Ia sangat berharap, agar para penderitanya jangan sampai
mengalami disabilitas. Ia berjuang, mengedukasi masyarakat kecamatan
Astanajapura, agar lebih mengenal, apa sih Kusta itu. Mencontohkan dirinya
secara langsung, sebagai sosok OYMPK.
Seperti yang sudah Ka Acha singgung di atas, bahwa ternyata
Morbus Hansen juga dapat menyerang organ mata. Ibu Sri, menegaskan, bahwa
risiko terbesar dari Lepra ini, bukan hanya terletak pada bagian tangan dan kaki
saja.
Kesemua cirinya sama, mati rasa atau baal. Namun, jika sudah
menyerang mata, akan menimbulkan gejala tambahan seperti mata merah, termasuk
pula pandangan yang jadi kabur. Belum lagi. Reaksinya akan terjadi secara
tiba-tiba. Sehingga, akan wajar, jika penderita akan lekas mengambil jadwal
berobat dengan Dokter Mata.
Fakta lain yang disampaikan oleh Ibu Sri, bahwa rupanya, di
daerah tropis seperti negara kita ini, Kusta cenderung menular antar manusia.
Sehingga, jika ada seorang penderita Kusta di dalam rumah, dan menjadi kontak
erat sebab berada dalam satu lingkup keluarga, penularannya akan semakin
tinggi.
Kusta masih jadi endemi di Indonesia. Yap.
Mau nggak mau, inilah kenyataan yang perlu diterima.
Sekali dua, saya menemukan poster mengenai Morbus Hansen ini
terpajang di beberapa fasilitas kesehatan. Salah satunya, pernah saya baca di
tempat Mama saya bertugas, juga di puskesmas yang nggak jauh dari tempat saya tinggal
kini. Biasanya sih dipasang berdampingan dengan poster mengenai Hepatitis. Dua
masalah kesehatan yang masih membayang-bayangi, bahkan di kota besar sekali
pun.
Ibu Sri menerangkan leih jauh, bahwa kusta memiliki dua
jenis, yaitu kusta kering dan kusta basah. Jika kusta kering dianggap sebagai
penyakit yang nggak terlalu menular, berkebalikan dengan kusta basah.

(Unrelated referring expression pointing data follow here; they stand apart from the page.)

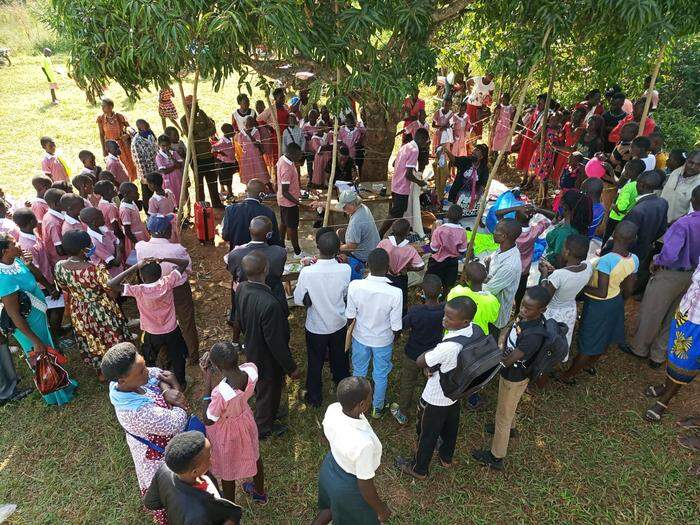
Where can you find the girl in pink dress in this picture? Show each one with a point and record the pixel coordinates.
(231, 427)
(504, 120)
(322, 146)
(162, 202)
(169, 165)
(442, 125)
(250, 154)
(130, 218)
(460, 129)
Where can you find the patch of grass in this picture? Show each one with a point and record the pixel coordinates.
(585, 454)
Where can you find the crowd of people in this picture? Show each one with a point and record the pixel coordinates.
(625, 222)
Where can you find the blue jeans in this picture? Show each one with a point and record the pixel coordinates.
(381, 366)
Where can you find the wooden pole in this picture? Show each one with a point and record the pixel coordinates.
(278, 133)
(545, 120)
(499, 159)
(650, 90)
(184, 193)
(334, 160)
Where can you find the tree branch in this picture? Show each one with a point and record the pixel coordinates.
(451, 10)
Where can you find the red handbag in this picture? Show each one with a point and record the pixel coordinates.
(49, 376)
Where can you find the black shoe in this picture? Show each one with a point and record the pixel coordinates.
(624, 347)
(485, 457)
(490, 428)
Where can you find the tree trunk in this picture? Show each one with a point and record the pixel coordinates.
(380, 138)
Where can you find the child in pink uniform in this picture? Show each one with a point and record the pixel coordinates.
(460, 129)
(72, 205)
(41, 184)
(114, 164)
(169, 165)
(403, 257)
(162, 202)
(130, 218)
(52, 164)
(106, 245)
(231, 427)
(52, 225)
(252, 163)
(322, 147)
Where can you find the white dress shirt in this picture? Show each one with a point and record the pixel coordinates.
(376, 307)
(327, 285)
(354, 445)
(445, 354)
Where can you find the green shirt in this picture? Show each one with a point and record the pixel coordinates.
(556, 239)
(626, 198)
(487, 306)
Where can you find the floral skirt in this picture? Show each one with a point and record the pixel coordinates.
(683, 350)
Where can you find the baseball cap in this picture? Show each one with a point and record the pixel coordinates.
(158, 223)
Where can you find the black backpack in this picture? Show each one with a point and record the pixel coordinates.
(554, 349)
(478, 362)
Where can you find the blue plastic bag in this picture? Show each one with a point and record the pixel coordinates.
(507, 199)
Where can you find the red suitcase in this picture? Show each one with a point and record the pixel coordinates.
(204, 222)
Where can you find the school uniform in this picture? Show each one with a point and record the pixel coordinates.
(525, 336)
(159, 322)
(287, 174)
(376, 307)
(438, 415)
(401, 256)
(326, 283)
(355, 454)
(448, 243)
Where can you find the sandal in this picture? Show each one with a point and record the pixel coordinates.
(654, 390)
(653, 414)
(689, 442)
(689, 423)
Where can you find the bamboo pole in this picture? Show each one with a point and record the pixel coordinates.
(545, 120)
(184, 193)
(334, 160)
(278, 133)
(499, 159)
(650, 90)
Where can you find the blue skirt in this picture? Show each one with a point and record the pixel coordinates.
(683, 350)
(602, 324)
(338, 491)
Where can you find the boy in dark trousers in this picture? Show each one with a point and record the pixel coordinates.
(520, 342)
(154, 299)
(439, 415)
(425, 323)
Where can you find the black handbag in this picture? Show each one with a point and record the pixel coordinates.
(7, 326)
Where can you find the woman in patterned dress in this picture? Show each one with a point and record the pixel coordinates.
(114, 126)
(149, 405)
(166, 107)
(97, 320)
(683, 352)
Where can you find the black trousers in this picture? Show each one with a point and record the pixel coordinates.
(206, 169)
(176, 348)
(446, 270)
(268, 393)
(317, 347)
(435, 422)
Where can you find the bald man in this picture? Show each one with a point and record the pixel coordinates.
(262, 320)
(260, 230)
(238, 216)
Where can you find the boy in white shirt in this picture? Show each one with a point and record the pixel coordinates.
(375, 306)
(322, 288)
(440, 414)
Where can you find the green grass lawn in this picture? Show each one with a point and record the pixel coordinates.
(585, 454)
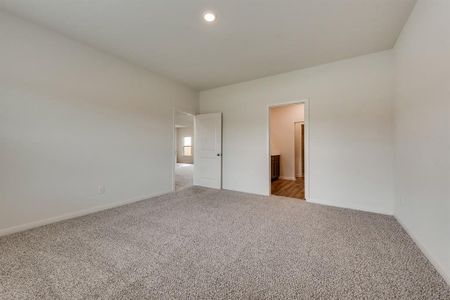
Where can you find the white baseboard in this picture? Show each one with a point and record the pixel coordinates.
(287, 178)
(355, 207)
(23, 227)
(424, 250)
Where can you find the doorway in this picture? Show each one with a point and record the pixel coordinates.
(287, 140)
(184, 150)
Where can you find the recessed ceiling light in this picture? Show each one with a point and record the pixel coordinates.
(209, 16)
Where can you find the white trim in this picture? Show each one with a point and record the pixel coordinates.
(305, 102)
(80, 213)
(440, 269)
(174, 142)
(353, 207)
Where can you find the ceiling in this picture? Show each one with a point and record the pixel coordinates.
(249, 40)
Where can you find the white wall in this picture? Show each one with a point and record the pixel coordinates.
(422, 130)
(282, 136)
(183, 132)
(351, 153)
(73, 118)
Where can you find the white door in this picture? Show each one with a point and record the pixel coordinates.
(208, 150)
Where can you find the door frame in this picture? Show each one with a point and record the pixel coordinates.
(306, 121)
(303, 150)
(174, 141)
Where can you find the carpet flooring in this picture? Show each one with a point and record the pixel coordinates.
(183, 176)
(202, 243)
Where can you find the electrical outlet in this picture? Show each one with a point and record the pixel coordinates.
(101, 189)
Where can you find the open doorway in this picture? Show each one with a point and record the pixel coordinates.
(184, 153)
(287, 150)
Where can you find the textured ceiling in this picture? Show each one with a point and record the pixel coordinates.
(251, 38)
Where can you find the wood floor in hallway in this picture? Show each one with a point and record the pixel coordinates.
(289, 188)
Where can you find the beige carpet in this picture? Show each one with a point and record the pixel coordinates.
(202, 243)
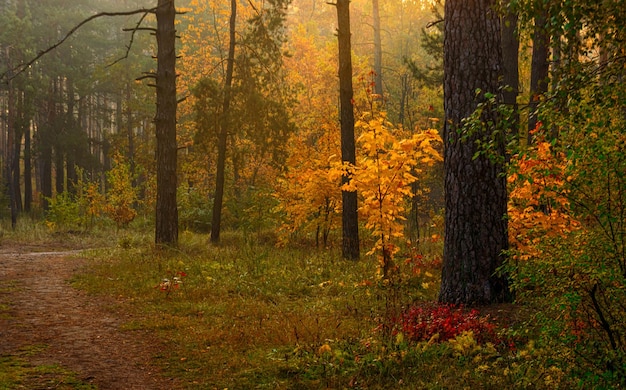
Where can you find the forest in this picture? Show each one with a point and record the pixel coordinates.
(418, 194)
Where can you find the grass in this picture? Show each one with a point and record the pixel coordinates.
(17, 373)
(246, 314)
(250, 315)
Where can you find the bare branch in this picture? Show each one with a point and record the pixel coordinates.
(132, 36)
(434, 23)
(15, 71)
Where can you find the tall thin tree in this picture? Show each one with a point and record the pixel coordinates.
(350, 222)
(166, 231)
(223, 132)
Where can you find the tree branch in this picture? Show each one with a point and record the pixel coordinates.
(15, 71)
(132, 36)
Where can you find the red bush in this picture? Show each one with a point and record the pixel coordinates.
(422, 323)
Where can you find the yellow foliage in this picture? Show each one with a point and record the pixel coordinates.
(386, 167)
(538, 203)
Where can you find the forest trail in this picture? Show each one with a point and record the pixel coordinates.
(46, 321)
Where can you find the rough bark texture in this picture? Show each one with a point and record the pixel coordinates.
(378, 50)
(539, 69)
(223, 136)
(165, 120)
(476, 230)
(350, 221)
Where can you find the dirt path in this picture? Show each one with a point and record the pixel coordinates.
(76, 331)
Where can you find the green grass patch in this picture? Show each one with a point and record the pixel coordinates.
(246, 314)
(17, 373)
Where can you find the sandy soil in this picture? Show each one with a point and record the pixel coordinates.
(77, 331)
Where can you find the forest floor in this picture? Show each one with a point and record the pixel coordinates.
(45, 322)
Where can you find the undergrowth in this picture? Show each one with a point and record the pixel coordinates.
(248, 315)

Walau
tetap saja, kesemua butuh diwaspadai.
Seseorang dengan tubuh yang sehat, punya kemungkinan untuk
tertular – terutama – dari penderita kusta basah. Walau kembali lagi, jika daya
tahan tubuh seseorang tadi baik, insyaAllah.
Selanjutnya, pesan tambahan dari Pak Amin bagi penderita
Kusta, jika bagian tangan misalnya, sudah mengalami luka, dianjurkan untuk
memakai sarung tangan setiap kali ingin menyentuh benda, terutama yang ada di
rumah. Dengan demikian, dapat turut menjaga kesehatan keluarga serumah.

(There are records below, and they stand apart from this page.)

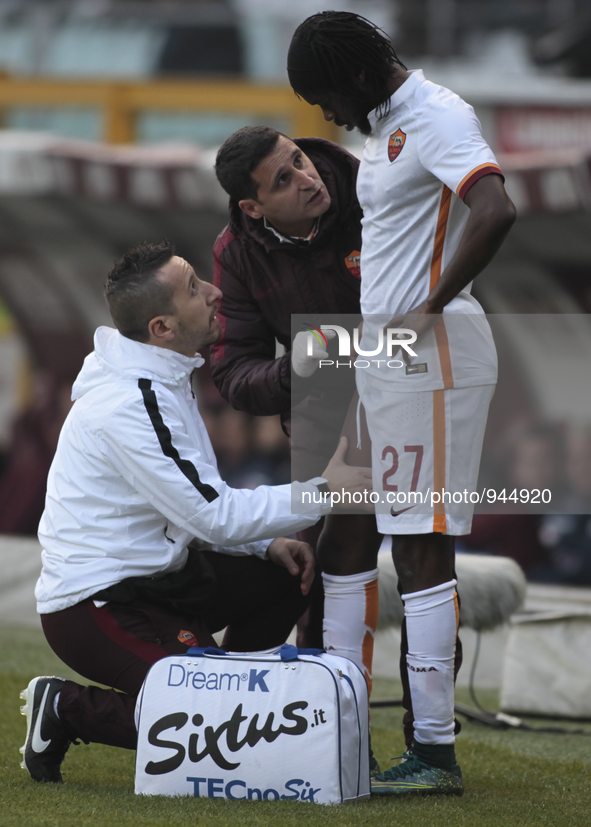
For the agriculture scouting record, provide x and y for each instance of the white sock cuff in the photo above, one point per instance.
(346, 582)
(451, 584)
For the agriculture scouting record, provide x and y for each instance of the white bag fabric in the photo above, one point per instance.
(283, 724)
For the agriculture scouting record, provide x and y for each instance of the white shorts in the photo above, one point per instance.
(426, 449)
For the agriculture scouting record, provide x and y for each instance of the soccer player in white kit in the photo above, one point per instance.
(435, 213)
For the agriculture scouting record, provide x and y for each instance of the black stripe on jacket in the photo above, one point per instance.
(165, 440)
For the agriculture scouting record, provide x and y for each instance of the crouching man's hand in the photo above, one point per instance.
(346, 479)
(297, 557)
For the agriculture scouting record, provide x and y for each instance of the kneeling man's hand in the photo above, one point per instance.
(297, 557)
(344, 480)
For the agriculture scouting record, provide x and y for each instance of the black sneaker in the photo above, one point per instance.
(47, 742)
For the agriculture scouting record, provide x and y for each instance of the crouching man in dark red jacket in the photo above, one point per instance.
(292, 246)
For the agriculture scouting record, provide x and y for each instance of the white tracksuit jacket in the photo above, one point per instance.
(135, 479)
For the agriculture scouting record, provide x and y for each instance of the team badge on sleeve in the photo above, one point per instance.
(395, 144)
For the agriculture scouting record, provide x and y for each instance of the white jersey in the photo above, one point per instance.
(417, 165)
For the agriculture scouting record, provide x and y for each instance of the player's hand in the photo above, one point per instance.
(304, 363)
(297, 557)
(348, 478)
(420, 319)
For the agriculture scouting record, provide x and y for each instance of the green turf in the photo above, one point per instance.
(513, 779)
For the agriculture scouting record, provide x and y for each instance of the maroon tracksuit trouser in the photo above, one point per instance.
(115, 645)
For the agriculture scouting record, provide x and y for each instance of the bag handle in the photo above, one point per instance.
(289, 653)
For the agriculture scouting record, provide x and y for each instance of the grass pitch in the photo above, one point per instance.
(513, 778)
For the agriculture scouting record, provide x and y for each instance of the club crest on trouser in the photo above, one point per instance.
(353, 263)
(395, 144)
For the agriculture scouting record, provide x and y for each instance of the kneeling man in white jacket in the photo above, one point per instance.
(146, 550)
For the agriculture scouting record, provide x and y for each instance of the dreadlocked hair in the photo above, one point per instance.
(345, 45)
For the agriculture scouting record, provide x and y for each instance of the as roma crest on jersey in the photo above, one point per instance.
(395, 144)
(353, 263)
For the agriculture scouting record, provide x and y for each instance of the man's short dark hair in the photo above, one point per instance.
(330, 50)
(240, 154)
(134, 293)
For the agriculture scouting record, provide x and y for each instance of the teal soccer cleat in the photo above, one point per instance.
(415, 777)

Kusta memanglah sebuah masalah kesehatan yang waktu pengobatannya
cukup panjang. Konsumsi obat beserta antibiotik yang nggak boleh terputus walau
sehari saja. Kalau sempat terputus sehari, masa minum obatnya bisa jadi diulang
kembali dari awal.
Bisa dipahami sih, sebab ada saja bakteri Morbus Hansen yang
berada dalam keadaan dorman alias hibernasi, sehingga perlu terus-menerus
diserang dengan antibiotik. Selain itu, ketidakteraturan minum obat tadi, bisa
menimbulkan risiko resistensi antibiotik.
Terbuka sudah, mengapa pengobatan Morbus Hansen begini,
membutuhkan dukungan kuat, bukan hanya dari dalam diri si penderita, seperti
yang dituturkan oleh Pak Amin, melainkan oleh selurujh keluarga dan masyarakat.
Sepanjang 6 sampai 9 bulan, bagi penderita kusta kering.
Selama 12 hingga 18 bulan bagi penderita kusta basah. Setiap bulannya, obat
kusta bisa diambil secara teratur di puskesmas, bersamaan dengan pemeriksaan
fisik bulanan yang biasanya dilakukan oleh para tenaga kesehatan.
Setelah sembuh, nantinya OYMPK nggak lagi bisa menularkan.
Maka, fungsi dari penanganan cepat dan pengobatan secara teratur tadi, bukan
hanya untuk mencegah terjadinya disabilitas, melainkan untuk mengurangi
munculnya risiko penularan.
Senang sekali saya bisa kembali mempelajari lebih jauh
tentang kusta melalui sesi bincang Ruang Publik dengan Berita KBR yang
berkolaborasi dengan NLR Indonesia. Semoga saja, masalah kusta ini nggak lagi
menjadi stigma yang mengikat dan menjerat penderita dan keluarganya, agar bisa
diatasi bersama.
saya punya sangat sdikit informasi tentang kusta, ternyata ada 2 jenis ya mbak, yang basah dan kering. untuk daya menular, lebih menular yang basah meskipun keduanya tetap saja menular dengan kontak fisik. Dan disarankan untuk memakai sarung tangan ketika memegang barang2 yang ada di rumah.